Bupati Hery Nabit mengapresiasi penyelenggaraan ritus adat tersebut. “Terima kasih untuk acara yang luar biasa pada hari ini. Ini sekaligus menjadi pelajaran untuk generasi muda tentang leluhur kita,” ungkapnya.
Rampas Papang, seperti juga rampas/perang melawan kolonial Belanda di Manggarai, menurut Bupati Hery Nabit merupakan bukti bahwa leluhur Manggarai turut berperang melawan Belanda dalam upaya memperjuangkan kemerdekaan Indonesia.
“Bahwa kita (Manggarai) menjadi bagian dari NKRI ini bukan secara tiba-tiba atau gratis. Leluhur kita ikut berperang. Dan karenanya, kita juga berhak mendapatkan perlakuan yang sama dalam derap pembangunan bangsa ini,” papar Bupati Manggarai.
Ditambahkannya, pembangunan dan bantuan pemerintah yang diperoleh masyarakat selama ini merupakan contoh nyata hasil perjuangan para pendahulu daerah ini.
“Tidak gratis dia. Ada darah yang tumpah. Itulah kenapa kami (jajaran Pemkab Manggarai) hadir hari ini. Untuk mengingatkan kita semua tentang pentingnya perjuangan leluhur kita melawan penjajah,” tegasnya. Karena itu dirinya meminta agar generasi muda menjadikan peristiwa sejarah tersebut sebagai pelajaran hidup tentang pentingnya usaha dan kerja keras.
Ajakan untuk belajar dari peristiwa sejarah juga disampaikan oleh Kapolres Manggarai AKBP Edwin Saleh. Dirinya juga berharap agar peristiwa-peristiwa tersebut dibukukan sehingga bisa lekang dalam ingatan masyarakat Manggarai.
“Harus ada yang mau menulis agar tidak kehilangan akar. Momen ini penting bagi kita untuk dijadikan pijakan bersama dalam memajukan Manggarai,” ungkap Kapolres Manggarai yang juga mengapresiasi kearifan lokal Manggarai seperti yang dilihatnya dalam acara Paka Di’a tersebut sebagai sesuatu yang sangat bijak.

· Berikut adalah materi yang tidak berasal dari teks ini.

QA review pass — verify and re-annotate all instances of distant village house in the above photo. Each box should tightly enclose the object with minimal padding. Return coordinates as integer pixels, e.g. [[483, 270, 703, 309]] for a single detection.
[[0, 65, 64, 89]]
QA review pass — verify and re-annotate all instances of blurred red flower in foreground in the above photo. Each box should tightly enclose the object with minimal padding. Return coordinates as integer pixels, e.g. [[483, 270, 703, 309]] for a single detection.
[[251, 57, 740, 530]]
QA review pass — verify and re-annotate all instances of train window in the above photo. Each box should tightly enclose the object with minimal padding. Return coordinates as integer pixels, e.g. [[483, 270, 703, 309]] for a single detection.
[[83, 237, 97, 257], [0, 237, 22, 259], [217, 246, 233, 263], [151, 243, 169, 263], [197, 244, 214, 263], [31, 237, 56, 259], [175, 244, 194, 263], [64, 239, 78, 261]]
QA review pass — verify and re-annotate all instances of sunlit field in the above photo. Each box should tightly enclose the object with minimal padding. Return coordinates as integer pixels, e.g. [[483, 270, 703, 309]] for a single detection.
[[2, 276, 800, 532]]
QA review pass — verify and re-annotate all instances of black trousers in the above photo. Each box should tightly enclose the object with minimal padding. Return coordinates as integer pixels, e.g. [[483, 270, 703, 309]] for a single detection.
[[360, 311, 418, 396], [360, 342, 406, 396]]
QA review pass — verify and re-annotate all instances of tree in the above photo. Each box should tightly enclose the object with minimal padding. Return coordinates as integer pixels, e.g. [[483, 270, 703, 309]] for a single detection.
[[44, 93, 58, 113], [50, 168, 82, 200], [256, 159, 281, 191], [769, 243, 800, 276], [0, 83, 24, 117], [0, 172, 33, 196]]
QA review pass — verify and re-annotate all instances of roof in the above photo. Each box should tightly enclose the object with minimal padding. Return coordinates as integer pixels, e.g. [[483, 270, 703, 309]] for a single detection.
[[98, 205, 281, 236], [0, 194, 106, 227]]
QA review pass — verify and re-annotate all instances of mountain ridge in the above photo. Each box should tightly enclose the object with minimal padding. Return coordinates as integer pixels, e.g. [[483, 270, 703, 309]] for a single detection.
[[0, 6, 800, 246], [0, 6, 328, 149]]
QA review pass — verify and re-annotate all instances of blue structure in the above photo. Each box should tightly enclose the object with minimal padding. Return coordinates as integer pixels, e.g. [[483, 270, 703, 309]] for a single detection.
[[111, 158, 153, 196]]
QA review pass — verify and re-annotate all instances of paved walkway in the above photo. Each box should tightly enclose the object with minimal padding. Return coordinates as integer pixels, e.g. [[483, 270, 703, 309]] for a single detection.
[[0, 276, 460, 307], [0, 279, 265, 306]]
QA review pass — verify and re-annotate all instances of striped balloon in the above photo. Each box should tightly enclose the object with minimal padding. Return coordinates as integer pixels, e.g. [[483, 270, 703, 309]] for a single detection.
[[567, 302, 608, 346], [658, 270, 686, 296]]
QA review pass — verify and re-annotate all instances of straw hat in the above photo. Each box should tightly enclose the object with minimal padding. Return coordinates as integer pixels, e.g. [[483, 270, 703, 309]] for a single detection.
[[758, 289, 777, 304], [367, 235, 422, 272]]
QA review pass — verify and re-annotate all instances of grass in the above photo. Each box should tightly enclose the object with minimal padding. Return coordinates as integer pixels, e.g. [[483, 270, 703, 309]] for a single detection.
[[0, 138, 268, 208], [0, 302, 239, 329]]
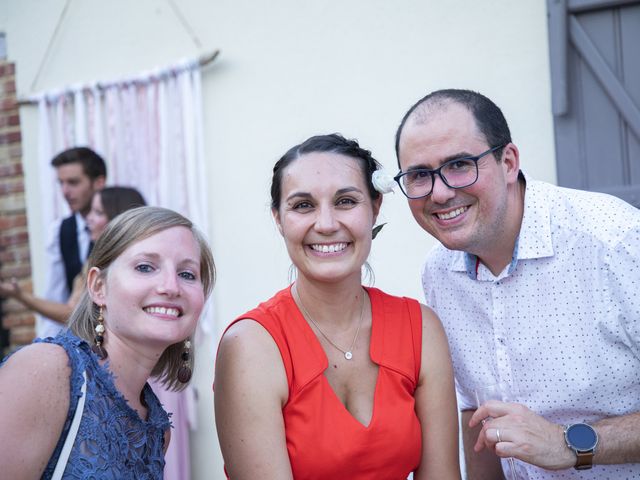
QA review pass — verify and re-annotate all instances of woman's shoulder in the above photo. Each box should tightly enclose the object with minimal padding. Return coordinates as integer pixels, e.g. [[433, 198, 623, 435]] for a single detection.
[[0, 343, 71, 430], [2, 341, 71, 376]]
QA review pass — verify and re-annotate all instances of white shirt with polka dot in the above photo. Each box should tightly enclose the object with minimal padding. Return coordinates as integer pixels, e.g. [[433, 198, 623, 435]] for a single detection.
[[422, 179, 640, 479]]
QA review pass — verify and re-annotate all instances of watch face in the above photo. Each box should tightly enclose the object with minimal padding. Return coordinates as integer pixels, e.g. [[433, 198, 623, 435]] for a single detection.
[[567, 423, 598, 450]]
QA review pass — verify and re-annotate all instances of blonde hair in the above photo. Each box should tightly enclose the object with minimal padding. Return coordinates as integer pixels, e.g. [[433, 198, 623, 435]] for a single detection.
[[69, 207, 216, 390]]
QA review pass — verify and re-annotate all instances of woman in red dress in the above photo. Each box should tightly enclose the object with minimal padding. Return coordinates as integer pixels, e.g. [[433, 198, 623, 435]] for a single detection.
[[215, 134, 460, 480]]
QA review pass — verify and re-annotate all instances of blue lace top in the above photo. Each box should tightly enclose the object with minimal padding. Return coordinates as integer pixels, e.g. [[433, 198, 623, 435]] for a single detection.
[[2, 331, 171, 480]]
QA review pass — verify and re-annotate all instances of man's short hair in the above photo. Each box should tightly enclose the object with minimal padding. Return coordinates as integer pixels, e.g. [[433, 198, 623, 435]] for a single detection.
[[51, 147, 107, 181], [396, 89, 511, 165]]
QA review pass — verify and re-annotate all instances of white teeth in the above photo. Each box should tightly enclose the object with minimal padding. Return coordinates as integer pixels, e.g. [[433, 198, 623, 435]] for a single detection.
[[311, 243, 347, 253], [436, 207, 467, 220], [144, 307, 180, 317]]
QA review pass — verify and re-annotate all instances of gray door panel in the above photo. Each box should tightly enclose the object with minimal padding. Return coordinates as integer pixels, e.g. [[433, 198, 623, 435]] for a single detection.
[[548, 0, 640, 207]]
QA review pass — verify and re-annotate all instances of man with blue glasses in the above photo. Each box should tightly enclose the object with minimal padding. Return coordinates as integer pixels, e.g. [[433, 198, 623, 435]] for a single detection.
[[395, 90, 640, 480]]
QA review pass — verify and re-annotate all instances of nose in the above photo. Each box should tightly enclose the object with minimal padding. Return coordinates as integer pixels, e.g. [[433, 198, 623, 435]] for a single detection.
[[314, 206, 338, 234], [430, 175, 456, 203], [156, 271, 180, 297], [61, 183, 71, 198]]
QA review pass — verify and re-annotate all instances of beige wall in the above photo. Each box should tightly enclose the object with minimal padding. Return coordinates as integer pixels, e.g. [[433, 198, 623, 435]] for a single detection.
[[0, 0, 555, 479]]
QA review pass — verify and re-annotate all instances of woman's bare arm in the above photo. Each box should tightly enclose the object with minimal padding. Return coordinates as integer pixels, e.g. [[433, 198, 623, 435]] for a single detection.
[[0, 343, 71, 480], [214, 320, 293, 480], [414, 305, 460, 480]]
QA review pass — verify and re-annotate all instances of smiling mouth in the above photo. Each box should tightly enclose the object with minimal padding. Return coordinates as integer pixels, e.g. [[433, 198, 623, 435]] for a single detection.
[[435, 207, 469, 220], [144, 307, 182, 318], [309, 242, 348, 253]]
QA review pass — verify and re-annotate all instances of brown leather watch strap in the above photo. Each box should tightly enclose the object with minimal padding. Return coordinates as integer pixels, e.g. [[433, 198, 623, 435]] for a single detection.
[[574, 450, 593, 470]]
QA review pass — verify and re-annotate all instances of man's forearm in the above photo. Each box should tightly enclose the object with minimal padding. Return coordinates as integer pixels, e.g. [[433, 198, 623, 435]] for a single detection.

Sementara itu, tentang kuburan leluhur korban Rampas Papang yang akhirnya berhasil ditemukan melalui petunjuk supranatural, Bupati Hery Nabit berharap agar upaya yang sama, jika dapat, juga dilakukan terhadap korban perang dari pihak kolonial Belanda.
“Tidak memaksa. Tetapi kalau boleh, itu juga dicari. Kalau ditemukan (melalui petunjuk supranatural), kita buat kuburnya juga secara layak seperti para leluhur dari pihak kita. Kita doakan mereka juga,” ungkapnya.
RD Inosentius Sutam pada kesempatan tersebut memaparkan sejarah Rampas Papang yang diperolehnya dari berbagai rujukan, termasuk wawancara dengan tokoh-tokoh masyarakat Papang yang mengetahui informasi seputar peristiwa lebih dari seabad silam itu.
“Ini akan kita lengkapi lagi, cross check lagi, termasuk cerita dari kawasan sekitar yang juga mengetahui peristiwa itu. Yang pasti Rampas Papang adalah terjadi karena leluhur masyarakat Papang menolak perlakuan tidak adil dan tindakan sewenang-wenang dari Belanda waktu itu,” paparnya.
Salah satu pemicu utama, menurutnya, adalah penolakan Gelarang Adak Gendang Papang atas perintah Belanda mengumpulkan kayu dan alang-alang untuk rencana pembangunan kantor mereka di Todo. Gelarang Adak Gendang Papang kala itu berpegang pada pendirian hanya akan melaksanakan perintah Adak Todo – Pongkor dan bukan kolonial Belanda.